La petición se ha formulado en una carta conjunta firmada por Joaquim Miranda Sarmento, los Ministros Federales de Hacienda de Austria (Markus Marterbauer) y Alemania (Lars Klingbeil), el Ministro italiano de Economía y Hacienda (Giancarlo Giorgetti) y el Ministro español de Economía, Comercio y Empresa, Carlos Cuerpo.
La carta, fechada el 3 de abril, está dirigida al Comisario europeo de Clima, Neutralidad de Carbono y Crecimiento Sostenible, el holandés Wopke Hoekstra.
"Dadas las actuales distorsiones del mercado y las restricciones presupuestarias, la Comisión Europea debe desarrollar rápidamente un instrumento de contribución similar a la contribución de solidaridad temporal", establecida en 2022.
En 2022, tras la crisis energética derivada de la guerra de Ucrania, los ministros de Energía de la Unión Europea aprobaron medidas que preveían un impuesto del 33% sobre el exceso de beneficios de las empresas de combustibles fósiles, que se convertiría "en una contribución de solidaridad" a redistribuir entre los más vulnerables, un techo máximo para los beneficios de los productores de electricidad de bajo coste (renovables) y planes para reducir el consumo eléctrico.
Ahora, los cinco ministros firmantes señalan que debería establecerse una contribución similar a escala de la Unión Europea (UE), "sobre una base jurídica sólida".
Los ministros señalan que esta labor permitiría financiar medidas temporales de alivio, sobre todo para los consumidores, y frenaría el aumento de la inflación sin sobrecargar los presupuestos públicos.

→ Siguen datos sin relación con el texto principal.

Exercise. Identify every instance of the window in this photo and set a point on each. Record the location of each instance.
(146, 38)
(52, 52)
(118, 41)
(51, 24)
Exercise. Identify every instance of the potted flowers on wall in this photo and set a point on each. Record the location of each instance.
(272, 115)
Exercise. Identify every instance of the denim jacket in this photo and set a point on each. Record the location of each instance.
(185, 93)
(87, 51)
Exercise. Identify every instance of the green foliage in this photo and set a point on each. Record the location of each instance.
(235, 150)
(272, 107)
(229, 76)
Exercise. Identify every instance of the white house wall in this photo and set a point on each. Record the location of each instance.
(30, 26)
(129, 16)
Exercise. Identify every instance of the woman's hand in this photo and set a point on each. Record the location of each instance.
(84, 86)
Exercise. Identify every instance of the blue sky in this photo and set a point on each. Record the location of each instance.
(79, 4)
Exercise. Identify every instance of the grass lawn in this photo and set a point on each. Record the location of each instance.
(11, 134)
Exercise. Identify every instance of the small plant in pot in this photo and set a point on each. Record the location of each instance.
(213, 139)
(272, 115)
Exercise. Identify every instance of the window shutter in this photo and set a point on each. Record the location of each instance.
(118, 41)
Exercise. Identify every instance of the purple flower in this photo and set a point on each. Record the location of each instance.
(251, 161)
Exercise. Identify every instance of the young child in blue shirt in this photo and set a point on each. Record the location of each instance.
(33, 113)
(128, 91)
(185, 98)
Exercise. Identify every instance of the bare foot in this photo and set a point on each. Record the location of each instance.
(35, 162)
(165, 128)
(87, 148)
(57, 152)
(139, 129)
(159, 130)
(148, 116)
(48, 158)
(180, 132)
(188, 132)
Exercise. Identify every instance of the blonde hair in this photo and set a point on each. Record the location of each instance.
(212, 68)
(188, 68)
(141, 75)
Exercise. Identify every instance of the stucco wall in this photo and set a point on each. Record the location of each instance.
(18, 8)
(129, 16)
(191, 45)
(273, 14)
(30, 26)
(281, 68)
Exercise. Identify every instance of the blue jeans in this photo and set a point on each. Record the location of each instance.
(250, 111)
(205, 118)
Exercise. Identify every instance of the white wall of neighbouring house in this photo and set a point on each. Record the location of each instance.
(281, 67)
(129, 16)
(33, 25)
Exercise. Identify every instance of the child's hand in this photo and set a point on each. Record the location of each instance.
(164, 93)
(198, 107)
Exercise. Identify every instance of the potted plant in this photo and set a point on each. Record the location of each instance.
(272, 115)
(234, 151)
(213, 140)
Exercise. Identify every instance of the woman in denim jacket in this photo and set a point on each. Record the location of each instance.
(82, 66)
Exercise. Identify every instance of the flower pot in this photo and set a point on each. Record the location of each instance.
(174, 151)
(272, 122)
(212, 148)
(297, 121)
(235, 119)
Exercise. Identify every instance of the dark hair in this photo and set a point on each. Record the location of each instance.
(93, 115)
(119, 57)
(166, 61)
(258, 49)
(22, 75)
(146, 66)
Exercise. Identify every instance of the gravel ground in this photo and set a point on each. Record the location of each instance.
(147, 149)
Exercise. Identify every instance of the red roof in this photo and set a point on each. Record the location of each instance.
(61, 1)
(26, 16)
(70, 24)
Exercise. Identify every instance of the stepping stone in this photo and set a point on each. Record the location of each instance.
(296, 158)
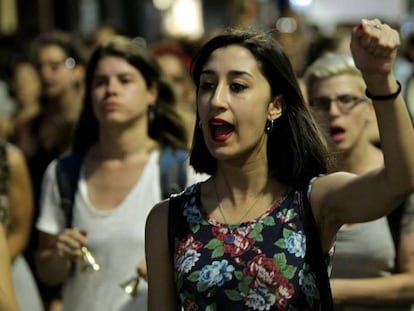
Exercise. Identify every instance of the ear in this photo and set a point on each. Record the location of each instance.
(276, 107)
(152, 93)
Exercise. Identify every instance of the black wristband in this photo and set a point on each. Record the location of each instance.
(384, 97)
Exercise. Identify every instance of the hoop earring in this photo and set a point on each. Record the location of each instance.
(151, 113)
(269, 126)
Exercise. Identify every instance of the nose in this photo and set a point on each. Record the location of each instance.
(219, 96)
(333, 107)
(112, 86)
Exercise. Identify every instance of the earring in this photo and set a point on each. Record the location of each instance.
(269, 126)
(151, 112)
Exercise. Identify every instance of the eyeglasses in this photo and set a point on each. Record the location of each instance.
(345, 102)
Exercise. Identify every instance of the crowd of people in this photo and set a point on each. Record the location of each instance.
(261, 149)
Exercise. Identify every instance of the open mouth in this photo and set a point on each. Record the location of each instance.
(337, 133)
(220, 130)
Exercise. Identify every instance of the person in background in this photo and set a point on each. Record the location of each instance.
(59, 59)
(241, 244)
(25, 89)
(129, 118)
(176, 65)
(363, 268)
(8, 299)
(16, 210)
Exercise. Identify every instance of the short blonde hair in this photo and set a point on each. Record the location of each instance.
(330, 65)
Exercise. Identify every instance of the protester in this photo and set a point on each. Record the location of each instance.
(241, 243)
(365, 273)
(16, 210)
(128, 121)
(7, 297)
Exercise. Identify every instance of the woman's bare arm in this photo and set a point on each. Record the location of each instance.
(161, 288)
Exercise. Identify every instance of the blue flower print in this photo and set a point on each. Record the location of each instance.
(216, 274)
(296, 244)
(260, 299)
(186, 262)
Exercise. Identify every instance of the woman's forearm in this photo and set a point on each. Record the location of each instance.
(52, 268)
(393, 289)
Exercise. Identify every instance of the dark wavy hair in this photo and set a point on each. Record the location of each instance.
(69, 43)
(164, 124)
(296, 150)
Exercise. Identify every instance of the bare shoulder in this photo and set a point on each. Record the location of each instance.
(15, 156)
(324, 193)
(158, 216)
(326, 184)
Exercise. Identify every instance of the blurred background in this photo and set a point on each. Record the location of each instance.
(152, 19)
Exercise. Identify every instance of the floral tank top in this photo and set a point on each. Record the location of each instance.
(243, 267)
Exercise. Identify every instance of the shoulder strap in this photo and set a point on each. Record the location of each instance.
(4, 185)
(315, 251)
(67, 176)
(173, 170)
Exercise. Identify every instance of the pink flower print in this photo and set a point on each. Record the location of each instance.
(264, 271)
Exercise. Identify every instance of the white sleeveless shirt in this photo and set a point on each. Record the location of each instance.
(115, 237)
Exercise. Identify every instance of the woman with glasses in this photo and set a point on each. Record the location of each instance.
(363, 267)
(241, 242)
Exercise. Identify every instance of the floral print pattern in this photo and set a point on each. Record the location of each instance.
(222, 268)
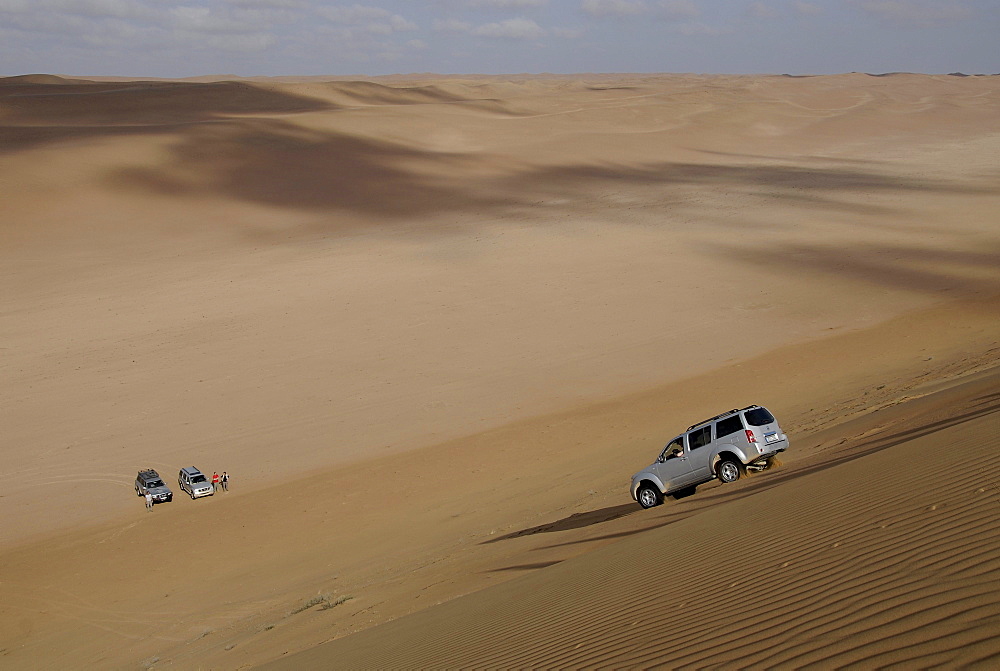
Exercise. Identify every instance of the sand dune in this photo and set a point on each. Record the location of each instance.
(432, 324)
(888, 559)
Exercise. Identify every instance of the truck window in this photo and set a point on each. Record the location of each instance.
(728, 426)
(700, 437)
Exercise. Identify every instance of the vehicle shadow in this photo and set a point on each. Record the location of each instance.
(574, 521)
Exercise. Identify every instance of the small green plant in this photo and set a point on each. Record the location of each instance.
(334, 604)
(315, 601)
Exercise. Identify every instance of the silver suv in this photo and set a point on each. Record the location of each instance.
(721, 447)
(194, 482)
(150, 481)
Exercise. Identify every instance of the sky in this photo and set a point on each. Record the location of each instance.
(168, 38)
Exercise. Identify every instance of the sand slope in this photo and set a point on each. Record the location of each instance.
(891, 559)
(432, 324)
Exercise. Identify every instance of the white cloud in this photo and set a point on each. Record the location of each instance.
(807, 8)
(568, 33)
(613, 7)
(703, 29)
(762, 10)
(353, 15)
(512, 29)
(269, 4)
(503, 4)
(373, 19)
(452, 25)
(914, 12)
(678, 10)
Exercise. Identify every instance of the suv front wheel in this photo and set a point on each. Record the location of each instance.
(728, 470)
(649, 496)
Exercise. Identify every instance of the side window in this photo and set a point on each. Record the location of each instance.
(700, 437)
(728, 426)
(759, 417)
(676, 445)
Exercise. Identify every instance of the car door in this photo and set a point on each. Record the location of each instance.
(699, 455)
(674, 471)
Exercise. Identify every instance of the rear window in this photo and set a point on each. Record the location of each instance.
(728, 426)
(758, 417)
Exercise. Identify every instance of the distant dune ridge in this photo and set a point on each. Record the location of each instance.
(431, 325)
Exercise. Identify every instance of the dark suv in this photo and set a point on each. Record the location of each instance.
(150, 481)
(721, 447)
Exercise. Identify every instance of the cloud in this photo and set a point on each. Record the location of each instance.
(678, 10)
(520, 29)
(568, 33)
(761, 10)
(452, 25)
(696, 28)
(502, 4)
(807, 8)
(614, 7)
(373, 19)
(914, 13)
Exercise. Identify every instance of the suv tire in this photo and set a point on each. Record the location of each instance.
(649, 496)
(728, 470)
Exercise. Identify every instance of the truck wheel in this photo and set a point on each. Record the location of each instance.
(728, 470)
(649, 496)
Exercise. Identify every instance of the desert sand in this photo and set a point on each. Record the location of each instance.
(432, 325)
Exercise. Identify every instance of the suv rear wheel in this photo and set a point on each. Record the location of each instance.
(649, 496)
(728, 470)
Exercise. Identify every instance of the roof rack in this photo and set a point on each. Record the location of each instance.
(712, 419)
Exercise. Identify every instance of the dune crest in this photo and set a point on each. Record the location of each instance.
(430, 325)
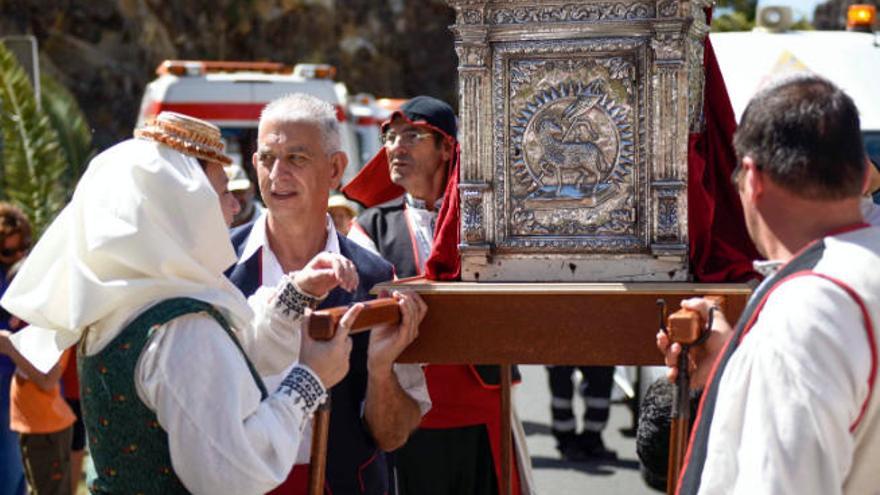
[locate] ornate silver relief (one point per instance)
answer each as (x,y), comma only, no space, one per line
(572,12)
(472,213)
(667,8)
(471,56)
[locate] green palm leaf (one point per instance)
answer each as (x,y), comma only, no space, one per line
(74,134)
(33,163)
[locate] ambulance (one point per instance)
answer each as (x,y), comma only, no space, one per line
(232,94)
(851,59)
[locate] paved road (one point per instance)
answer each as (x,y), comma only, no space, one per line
(554,476)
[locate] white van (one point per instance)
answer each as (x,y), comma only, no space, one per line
(232,94)
(750,59)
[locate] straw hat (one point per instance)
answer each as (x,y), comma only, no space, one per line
(238,179)
(188,135)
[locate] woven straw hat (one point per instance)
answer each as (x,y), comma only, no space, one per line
(188,135)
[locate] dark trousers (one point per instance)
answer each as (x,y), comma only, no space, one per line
(46,458)
(595,389)
(454,461)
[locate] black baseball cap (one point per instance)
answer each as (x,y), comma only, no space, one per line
(425,110)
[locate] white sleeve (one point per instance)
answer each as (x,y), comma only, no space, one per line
(222,437)
(789,395)
(411,377)
(273,340)
(359,236)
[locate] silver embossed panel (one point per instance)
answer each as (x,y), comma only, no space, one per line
(569,147)
(575,119)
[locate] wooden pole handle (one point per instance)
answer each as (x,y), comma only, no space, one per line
(318,459)
(322,324)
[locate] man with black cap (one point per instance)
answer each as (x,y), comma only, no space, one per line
(453,450)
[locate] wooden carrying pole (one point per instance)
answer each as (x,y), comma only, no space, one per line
(322,325)
(685,327)
(495,323)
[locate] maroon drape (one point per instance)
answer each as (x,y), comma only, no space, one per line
(720,247)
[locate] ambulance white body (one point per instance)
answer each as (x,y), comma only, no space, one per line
(751,59)
(232,94)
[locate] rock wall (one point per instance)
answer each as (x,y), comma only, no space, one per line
(105,51)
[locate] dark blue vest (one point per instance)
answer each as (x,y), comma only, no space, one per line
(354,463)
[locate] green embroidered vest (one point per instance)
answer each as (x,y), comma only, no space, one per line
(128,445)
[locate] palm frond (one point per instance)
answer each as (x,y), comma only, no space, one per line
(32,163)
(74,134)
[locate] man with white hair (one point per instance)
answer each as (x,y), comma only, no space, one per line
(298,161)
(132,272)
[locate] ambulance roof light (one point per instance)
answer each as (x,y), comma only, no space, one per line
(201,67)
(861,17)
(314,71)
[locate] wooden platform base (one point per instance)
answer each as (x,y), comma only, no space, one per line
(565,323)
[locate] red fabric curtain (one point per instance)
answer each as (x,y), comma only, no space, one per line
(720,247)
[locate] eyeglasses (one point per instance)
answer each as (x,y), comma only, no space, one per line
(407,138)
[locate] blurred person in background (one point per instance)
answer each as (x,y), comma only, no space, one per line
(15,239)
(244,192)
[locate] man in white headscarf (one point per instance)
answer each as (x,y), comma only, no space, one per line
(133,270)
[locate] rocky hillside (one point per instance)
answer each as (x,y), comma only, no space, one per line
(105,51)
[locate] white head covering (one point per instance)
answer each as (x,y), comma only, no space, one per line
(144,225)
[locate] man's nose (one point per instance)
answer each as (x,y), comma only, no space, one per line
(275,169)
(233,203)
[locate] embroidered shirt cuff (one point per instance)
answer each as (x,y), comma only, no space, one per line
(292,301)
(305,387)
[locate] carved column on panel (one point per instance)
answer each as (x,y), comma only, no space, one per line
(475,170)
(669,175)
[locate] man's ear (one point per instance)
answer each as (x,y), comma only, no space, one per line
(338,162)
(753,179)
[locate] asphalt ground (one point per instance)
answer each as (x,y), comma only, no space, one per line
(555,476)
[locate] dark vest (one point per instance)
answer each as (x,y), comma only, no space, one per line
(692,472)
(387,226)
(354,463)
(127,444)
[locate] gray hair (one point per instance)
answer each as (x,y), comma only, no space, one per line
(303,108)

Sarmento, Marterbauer, Klingbeil, Giorgetti y Cuerpo celebraron el compromiso de la Comisión Europea de "comprometerse a revisar rápidamente la cuestión" y subrayaron que debería estudiarse "si los beneficios en el extranjero" de las multinacionales petroleras pueden incluirse de forma más específica que en la propuesta de 2022, y cómo hacerlo.
Los ministros defendieron que trabajar juntos hacia una solución europea es el enfoque correcto.
"Una solución europea de este tipo serviría de señal a los ciudadanos de nuestros Estados miembros y a la economía en general, demostrando que estamos unidos y somos capaces de actuar", afirman, y añaden que sería un "mensaje claro a quienes se benefician de las consecuencias de la guerra de que deben poner de su parte para aliviar la carga que soportan los ciudadanos".
El 28 de febrero, Estados Unidos e Israel lanzaron una ofensiva militar contra Teherán, que tomó represalias cerrando el estrecho de Ormuz, ruta marítima crucial para el mercado del petróleo, y atacando Israel, bases estadounidenses y otras infraestructuras en países de la región como Arabia Saudí, Bahréin, Emiratos Árabes Unidos, Qatar, Kuwait, Líbano, Jordania, Omán e Irak.
La situación actual ha disparado los precios del petróleo y otras materias primas.